Post by ZA Perana » Fri 30 Dec 2016, 19:54

zahistorics wrote:My point about LHD and classic imports is:

LHD a sore point with the government, and hasn't been helped by the actions and language of many so called enthusiasts. Last time there was a huge hoo ha and it went to parliament, it was all a lot unnecessary fuss and bother about a simple harmonisation of the regulations, and failure to understand that, nothing more. Nevertheless the whole unseemly exercise generated a lot of ill will, which still lingers today.

So, rather (first) work on a reasonable regime for importing (RHD) classic cars. That takes all of the unnecessary heat about LHD completely out of the equation, and leads to easier negotiations.

Then after you have cracked open the doors and got a system running, have a look at getting special dispensations for LHD cars.

I would rather have some classic car imports, than having no classic car imports because things were stuffed up by an insistence on including LHD cars.

If it is so dangerous to have both types of steering, on the same stretch of road, how come it is possible to have the huge traffic flow between Britain and mainland Europe?
In terms of percentages there is no 'huge' traffic flow between the two. The numbers are tiny.

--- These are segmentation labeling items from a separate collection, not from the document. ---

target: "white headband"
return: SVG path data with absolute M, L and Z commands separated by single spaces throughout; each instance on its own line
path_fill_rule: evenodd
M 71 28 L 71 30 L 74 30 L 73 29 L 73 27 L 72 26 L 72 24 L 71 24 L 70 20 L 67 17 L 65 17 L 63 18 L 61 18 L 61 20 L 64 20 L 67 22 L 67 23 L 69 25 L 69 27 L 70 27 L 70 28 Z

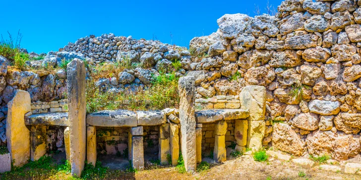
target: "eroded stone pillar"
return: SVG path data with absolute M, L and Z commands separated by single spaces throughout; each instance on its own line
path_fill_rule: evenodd
M 32 126 L 30 131 L 30 160 L 36 161 L 47 153 L 47 127 Z
M 22 166 L 30 157 L 30 132 L 25 124 L 24 116 L 31 111 L 29 92 L 17 90 L 7 103 L 6 137 L 7 148 L 13 165 Z
M 248 109 L 247 146 L 253 150 L 262 148 L 266 124 L 266 88 L 263 86 L 248 86 L 240 94 L 241 108 Z
M 131 128 L 131 166 L 133 169 L 141 170 L 144 169 L 144 150 L 143 147 L 143 126 Z M 129 147 L 128 147 L 129 148 Z
M 86 101 L 85 67 L 82 60 L 75 58 L 67 64 L 69 130 L 71 175 L 80 177 L 86 154 Z
M 86 128 L 86 160 L 88 164 L 95 166 L 97 162 L 97 135 L 95 127 Z
M 195 129 L 196 154 L 197 164 L 202 162 L 202 128 Z
M 178 164 L 178 159 L 179 159 L 179 127 L 178 124 L 171 123 L 170 128 L 172 165 L 177 166 Z
M 218 163 L 226 161 L 227 160 L 225 135 L 227 131 L 227 123 L 226 122 L 226 121 L 217 121 L 214 131 L 216 136 L 215 137 L 213 159 Z
M 186 171 L 194 172 L 196 168 L 194 77 L 181 77 L 178 82 L 178 88 L 180 98 L 179 112 L 182 134 L 182 155 Z

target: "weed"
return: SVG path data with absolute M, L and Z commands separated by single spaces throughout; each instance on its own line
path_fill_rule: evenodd
M 299 172 L 299 176 L 301 178 L 304 178 L 306 177 L 306 174 L 302 171 L 300 171 Z
M 309 155 L 309 158 L 318 164 L 322 164 L 326 163 L 328 160 L 330 159 L 330 156 L 327 154 L 324 154 L 322 156 L 315 157 L 311 155 Z
M 260 150 L 255 151 L 253 153 L 253 159 L 256 161 L 264 162 L 267 161 L 268 159 L 268 155 L 266 153 L 264 150 Z
M 208 171 L 210 166 L 209 164 L 206 162 L 202 161 L 200 164 L 197 167 L 197 172 L 198 173 Z

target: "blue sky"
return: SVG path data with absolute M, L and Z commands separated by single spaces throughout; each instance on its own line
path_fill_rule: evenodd
M 93 34 L 152 39 L 188 46 L 192 38 L 217 28 L 224 14 L 254 15 L 254 4 L 262 12 L 267 0 L 0 0 L 0 34 L 16 37 L 21 46 L 37 53 L 57 51 L 69 42 Z M 281 0 L 269 0 L 276 8 Z M 173 38 L 171 38 L 172 34 Z

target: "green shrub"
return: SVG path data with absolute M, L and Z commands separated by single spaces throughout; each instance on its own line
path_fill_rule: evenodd
M 253 159 L 256 161 L 264 162 L 267 161 L 268 159 L 268 155 L 266 153 L 264 150 L 260 150 L 255 151 L 253 153 Z
M 209 169 L 210 166 L 206 162 L 202 161 L 197 167 L 197 172 L 198 173 L 207 171 Z

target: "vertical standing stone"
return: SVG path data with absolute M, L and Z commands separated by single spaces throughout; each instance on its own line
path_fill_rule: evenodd
M 240 152 L 245 151 L 247 145 L 247 130 L 248 121 L 247 120 L 236 120 L 235 121 L 235 138 L 236 139 L 236 150 Z
M 240 94 L 240 100 L 241 109 L 249 110 L 247 146 L 258 150 L 262 147 L 262 140 L 266 129 L 266 88 L 259 86 L 246 86 Z
M 80 177 L 86 154 L 85 67 L 75 58 L 67 65 L 66 79 L 71 175 Z
M 45 126 L 32 126 L 30 131 L 30 160 L 36 161 L 47 153 Z
M 196 154 L 197 164 L 202 162 L 202 128 L 195 129 Z
M 226 121 L 218 121 L 216 123 L 214 133 L 216 135 L 213 151 L 213 159 L 217 162 L 226 161 L 226 133 L 227 131 L 227 123 Z
M 144 152 L 143 147 L 143 136 L 132 137 L 131 166 L 137 170 L 144 168 Z
M 177 166 L 179 159 L 179 128 L 178 125 L 171 123 L 171 157 L 172 157 L 172 165 Z
M 196 168 L 195 117 L 194 116 L 194 77 L 183 77 L 179 79 L 180 119 L 181 129 L 181 152 L 187 172 Z
M 24 116 L 31 111 L 29 92 L 17 90 L 7 103 L 6 137 L 7 148 L 13 165 L 22 166 L 30 157 L 30 132 L 25 124 Z
M 97 162 L 97 135 L 94 126 L 86 128 L 86 160 L 88 164 L 95 166 Z
M 70 133 L 69 132 L 69 127 L 64 130 L 64 144 L 65 145 L 65 153 L 66 154 L 66 160 L 69 163 L 70 161 Z

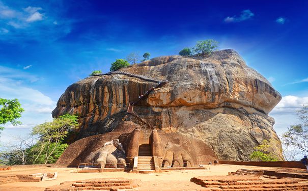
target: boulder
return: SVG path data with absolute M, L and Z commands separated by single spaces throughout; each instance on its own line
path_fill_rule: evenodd
M 248 160 L 263 140 L 279 141 L 268 114 L 281 95 L 234 50 L 157 57 L 117 72 L 81 80 L 59 99 L 52 116 L 79 115 L 76 139 L 115 129 L 125 119 L 129 103 L 157 86 L 136 77 L 145 76 L 167 83 L 134 111 L 158 129 L 202 141 L 220 159 Z

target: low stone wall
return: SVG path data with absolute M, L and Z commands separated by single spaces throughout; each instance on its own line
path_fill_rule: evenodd
M 306 167 L 299 161 L 277 161 L 275 162 L 241 161 L 219 160 L 219 163 L 225 165 L 246 165 L 267 167 L 297 168 L 306 169 Z
M 10 167 L 12 169 L 28 169 L 31 168 L 39 167 L 54 167 L 55 164 L 40 164 L 40 165 L 11 165 L 0 166 L 0 169 L 7 168 Z

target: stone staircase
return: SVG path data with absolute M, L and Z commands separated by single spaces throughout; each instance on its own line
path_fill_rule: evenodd
M 153 172 L 155 167 L 153 156 L 138 156 L 137 170 L 142 173 Z
M 128 179 L 122 178 L 91 179 L 86 180 L 66 181 L 46 188 L 45 191 L 67 190 L 135 190 L 140 180 Z
M 142 144 L 139 146 L 138 156 L 152 156 L 150 144 Z
M 308 181 L 299 179 L 261 179 L 256 176 L 208 176 L 194 177 L 191 181 L 209 190 L 306 190 Z

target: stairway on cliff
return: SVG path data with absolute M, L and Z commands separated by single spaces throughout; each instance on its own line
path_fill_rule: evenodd
M 138 166 L 137 170 L 140 171 L 153 172 L 155 169 L 153 156 L 142 156 L 138 157 Z

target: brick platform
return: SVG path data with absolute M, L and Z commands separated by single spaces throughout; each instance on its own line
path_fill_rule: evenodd
M 18 178 L 17 178 L 16 176 L 0 176 L 0 184 L 15 182 L 17 182 L 18 181 Z
M 139 179 L 128 179 L 123 178 L 66 181 L 61 183 L 60 185 L 46 188 L 45 191 L 127 190 L 138 187 L 138 184 L 140 182 Z
M 308 189 L 308 181 L 299 179 L 272 179 L 257 176 L 199 176 L 191 181 L 209 188 L 209 190 L 304 190 Z

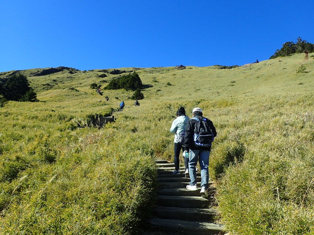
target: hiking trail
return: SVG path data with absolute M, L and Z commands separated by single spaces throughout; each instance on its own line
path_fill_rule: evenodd
M 214 217 L 218 214 L 217 211 L 209 208 L 214 203 L 212 196 L 215 189 L 209 187 L 208 190 L 209 197 L 202 197 L 200 188 L 195 191 L 186 189 L 190 178 L 185 177 L 183 167 L 180 168 L 181 174 L 173 175 L 174 163 L 169 163 L 164 160 L 157 160 L 156 162 L 159 182 L 158 201 L 153 211 L 153 217 L 148 220 L 152 232 L 146 232 L 144 235 L 225 233 L 224 226 L 214 221 Z M 199 187 L 201 181 L 199 173 L 197 179 Z M 160 232 L 156 232 L 156 231 Z

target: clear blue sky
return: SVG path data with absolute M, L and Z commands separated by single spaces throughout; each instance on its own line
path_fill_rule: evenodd
M 0 72 L 242 65 L 314 43 L 313 0 L 0 2 Z

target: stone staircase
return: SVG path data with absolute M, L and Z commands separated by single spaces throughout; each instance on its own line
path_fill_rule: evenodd
M 111 117 L 102 117 L 99 114 L 96 114 L 95 120 L 91 122 L 91 126 L 99 128 L 104 127 L 106 124 L 114 122 L 116 118 L 114 116 Z
M 214 203 L 215 189 L 209 188 L 209 197 L 202 197 L 200 188 L 195 191 L 186 189 L 190 179 L 184 177 L 183 168 L 180 169 L 181 175 L 172 175 L 174 164 L 159 160 L 156 164 L 160 182 L 157 205 L 153 217 L 149 220 L 151 232 L 146 231 L 144 234 L 224 234 L 224 226 L 214 222 L 217 211 L 209 208 Z M 197 181 L 201 181 L 199 174 Z M 199 188 L 200 186 L 199 184 Z

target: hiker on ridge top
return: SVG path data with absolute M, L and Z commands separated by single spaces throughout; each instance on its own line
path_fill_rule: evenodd
M 195 168 L 198 159 L 202 177 L 201 195 L 203 197 L 207 197 L 209 154 L 212 142 L 217 135 L 217 132 L 213 122 L 203 117 L 202 109 L 198 107 L 194 108 L 192 113 L 193 117 L 187 121 L 185 128 L 183 145 L 183 154 L 189 153 L 189 172 L 191 182 L 189 185 L 187 185 L 187 189 L 191 190 L 198 189 Z
M 190 118 L 185 115 L 185 110 L 183 107 L 180 107 L 176 113 L 177 117 L 171 125 L 170 132 L 175 134 L 174 142 L 175 143 L 174 163 L 175 171 L 173 174 L 179 175 L 180 173 L 179 169 L 180 152 L 182 149 L 184 150 L 183 144 L 184 142 L 184 134 L 185 133 L 185 127 L 187 125 L 187 120 Z M 188 177 L 189 176 L 189 159 L 183 157 L 184 160 L 184 165 L 185 167 L 185 177 Z

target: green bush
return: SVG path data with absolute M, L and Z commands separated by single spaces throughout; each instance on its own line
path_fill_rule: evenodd
M 139 76 L 136 72 L 113 78 L 104 88 L 105 90 L 124 89 L 127 91 L 135 91 L 142 89 L 143 84 Z
M 244 145 L 238 142 L 226 141 L 217 145 L 211 154 L 208 166 L 210 175 L 216 180 L 223 176 L 228 167 L 241 161 L 245 152 Z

In terms of danger there are two issues:

1. It is unbelievably easy to get distracted and confused about which side of the road you should be on especially when pulling away and when leaving junctions, I see it a lot of the time. Does not apply to the import to ZA scenario.

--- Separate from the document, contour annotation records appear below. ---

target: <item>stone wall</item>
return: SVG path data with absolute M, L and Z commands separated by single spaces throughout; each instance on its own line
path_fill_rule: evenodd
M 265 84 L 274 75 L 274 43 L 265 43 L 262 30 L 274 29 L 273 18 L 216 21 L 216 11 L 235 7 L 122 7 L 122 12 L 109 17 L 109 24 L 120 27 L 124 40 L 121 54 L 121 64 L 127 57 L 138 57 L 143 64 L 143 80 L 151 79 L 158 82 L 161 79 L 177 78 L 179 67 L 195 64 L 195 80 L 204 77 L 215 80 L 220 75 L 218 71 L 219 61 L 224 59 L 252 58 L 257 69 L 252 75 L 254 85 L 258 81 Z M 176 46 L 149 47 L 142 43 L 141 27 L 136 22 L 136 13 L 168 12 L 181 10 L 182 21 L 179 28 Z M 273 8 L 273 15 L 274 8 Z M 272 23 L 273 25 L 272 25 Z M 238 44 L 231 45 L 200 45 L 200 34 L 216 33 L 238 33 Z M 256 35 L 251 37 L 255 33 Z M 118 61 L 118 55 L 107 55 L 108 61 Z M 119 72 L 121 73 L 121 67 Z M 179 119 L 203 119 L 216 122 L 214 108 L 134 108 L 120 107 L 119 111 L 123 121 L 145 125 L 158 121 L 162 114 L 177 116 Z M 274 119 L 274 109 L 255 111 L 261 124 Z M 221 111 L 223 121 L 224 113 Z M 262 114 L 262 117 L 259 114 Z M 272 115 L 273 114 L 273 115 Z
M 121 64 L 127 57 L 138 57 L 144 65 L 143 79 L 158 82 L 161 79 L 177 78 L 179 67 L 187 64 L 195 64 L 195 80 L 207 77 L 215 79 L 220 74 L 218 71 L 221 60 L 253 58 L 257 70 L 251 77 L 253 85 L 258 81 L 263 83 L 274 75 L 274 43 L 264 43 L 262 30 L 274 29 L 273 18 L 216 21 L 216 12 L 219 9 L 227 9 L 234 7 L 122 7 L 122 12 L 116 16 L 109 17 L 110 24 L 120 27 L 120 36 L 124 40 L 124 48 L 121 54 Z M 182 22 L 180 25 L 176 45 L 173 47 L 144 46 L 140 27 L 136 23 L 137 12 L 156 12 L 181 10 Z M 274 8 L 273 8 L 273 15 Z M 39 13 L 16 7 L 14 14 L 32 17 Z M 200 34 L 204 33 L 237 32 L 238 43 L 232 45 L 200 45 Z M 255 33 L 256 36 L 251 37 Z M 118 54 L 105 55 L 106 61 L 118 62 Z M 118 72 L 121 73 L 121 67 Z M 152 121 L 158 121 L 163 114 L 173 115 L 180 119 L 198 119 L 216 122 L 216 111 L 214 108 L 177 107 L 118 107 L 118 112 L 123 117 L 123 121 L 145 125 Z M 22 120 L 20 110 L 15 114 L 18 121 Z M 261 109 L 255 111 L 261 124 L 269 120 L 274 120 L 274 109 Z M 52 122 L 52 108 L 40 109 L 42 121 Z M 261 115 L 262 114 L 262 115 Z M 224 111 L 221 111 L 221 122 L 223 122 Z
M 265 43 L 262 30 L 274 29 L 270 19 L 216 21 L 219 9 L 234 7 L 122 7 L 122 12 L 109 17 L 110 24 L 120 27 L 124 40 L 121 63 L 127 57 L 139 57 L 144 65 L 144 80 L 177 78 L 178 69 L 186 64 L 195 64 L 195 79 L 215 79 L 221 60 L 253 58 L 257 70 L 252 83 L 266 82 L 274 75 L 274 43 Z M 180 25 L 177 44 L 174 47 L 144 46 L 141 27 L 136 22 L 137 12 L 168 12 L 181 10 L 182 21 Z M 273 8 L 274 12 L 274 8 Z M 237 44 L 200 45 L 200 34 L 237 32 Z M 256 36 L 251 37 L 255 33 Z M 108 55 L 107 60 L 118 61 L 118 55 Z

2. Steering wheel on the wrong side for the road you are driving on. Huge visibility issues. You cannot see on coming traffic at skew junctions and on merge lanes. Difficult to see oncoming traffic on roundabouts. Massive overtaking risks. The all do apply to the ZA scenario. Especially the overtaking. ZA as a driving nation is pretty rubbish as a nation at having many overtaking accidents, even in RHD cars.
Agreed on many points. Very well places sources have brought it to my attention that the stance on LHD is slackening to a point and a certain degree of common sense is now being used, be it cars allowed to be driven in SA temporarily for a period of time.

The risks with LHD are there, I have driven LHD cars in SA and honesty hated the experience for all the reasons you mention in point 2. As you rightly mention importing and LHD are separate issues.

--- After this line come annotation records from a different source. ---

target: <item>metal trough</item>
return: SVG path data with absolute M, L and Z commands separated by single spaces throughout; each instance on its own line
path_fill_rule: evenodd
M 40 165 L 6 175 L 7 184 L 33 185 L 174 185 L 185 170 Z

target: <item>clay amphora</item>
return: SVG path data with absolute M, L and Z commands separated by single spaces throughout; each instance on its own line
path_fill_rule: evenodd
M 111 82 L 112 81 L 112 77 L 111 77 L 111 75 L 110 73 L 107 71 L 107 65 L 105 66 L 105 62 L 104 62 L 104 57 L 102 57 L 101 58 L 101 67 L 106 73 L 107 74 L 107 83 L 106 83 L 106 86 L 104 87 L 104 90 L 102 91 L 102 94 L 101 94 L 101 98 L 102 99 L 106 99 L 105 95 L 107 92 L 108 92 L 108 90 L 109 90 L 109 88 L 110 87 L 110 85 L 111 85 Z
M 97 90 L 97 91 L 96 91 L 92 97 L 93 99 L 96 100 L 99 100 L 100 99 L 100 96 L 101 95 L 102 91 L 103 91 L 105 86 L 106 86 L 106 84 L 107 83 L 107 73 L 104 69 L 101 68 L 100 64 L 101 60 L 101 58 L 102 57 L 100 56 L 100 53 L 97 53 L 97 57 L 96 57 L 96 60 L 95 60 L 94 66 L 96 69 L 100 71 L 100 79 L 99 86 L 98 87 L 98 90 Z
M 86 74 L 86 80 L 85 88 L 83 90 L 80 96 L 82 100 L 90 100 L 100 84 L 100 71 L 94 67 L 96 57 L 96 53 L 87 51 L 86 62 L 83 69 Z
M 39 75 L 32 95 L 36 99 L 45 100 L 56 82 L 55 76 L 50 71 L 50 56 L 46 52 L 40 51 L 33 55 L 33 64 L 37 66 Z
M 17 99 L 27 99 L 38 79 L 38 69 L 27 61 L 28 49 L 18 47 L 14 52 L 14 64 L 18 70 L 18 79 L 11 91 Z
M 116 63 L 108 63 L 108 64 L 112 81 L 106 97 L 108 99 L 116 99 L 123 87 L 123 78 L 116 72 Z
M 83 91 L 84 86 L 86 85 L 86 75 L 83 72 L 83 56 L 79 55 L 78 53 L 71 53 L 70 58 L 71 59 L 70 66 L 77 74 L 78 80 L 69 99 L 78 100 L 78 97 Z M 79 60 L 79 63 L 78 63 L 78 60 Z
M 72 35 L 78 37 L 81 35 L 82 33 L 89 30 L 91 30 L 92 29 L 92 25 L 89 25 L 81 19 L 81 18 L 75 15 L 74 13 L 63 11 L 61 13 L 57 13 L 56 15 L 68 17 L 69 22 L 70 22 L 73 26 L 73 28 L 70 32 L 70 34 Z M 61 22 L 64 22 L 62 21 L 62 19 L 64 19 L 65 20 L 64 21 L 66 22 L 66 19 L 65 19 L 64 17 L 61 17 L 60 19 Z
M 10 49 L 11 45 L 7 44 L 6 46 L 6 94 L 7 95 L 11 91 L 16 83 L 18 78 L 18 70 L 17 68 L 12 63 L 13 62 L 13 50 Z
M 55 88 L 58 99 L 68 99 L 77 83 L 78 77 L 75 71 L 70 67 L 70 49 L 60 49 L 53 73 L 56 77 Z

Id like to see duties reduced on imports because in all honestly how many classic cars are imported anyway, its hardly in the thousands. Reduce duty to 15% , add VAT of 14% and that to me would be fair for RHD cars. The whole whoo ha about LHD dates back to 1998-99 when I believe certain sectors complained about what a flood of LHD cars might do to their local market.

I feel nothing for manufactures in SA, their right to be protected to me is moot seeing as they obtain massive government subsidies from the Motor Industry Development plan, thus this extra protection is to me overkill. Once again how many cars are actually manufactured in SA. The vast majority are imported.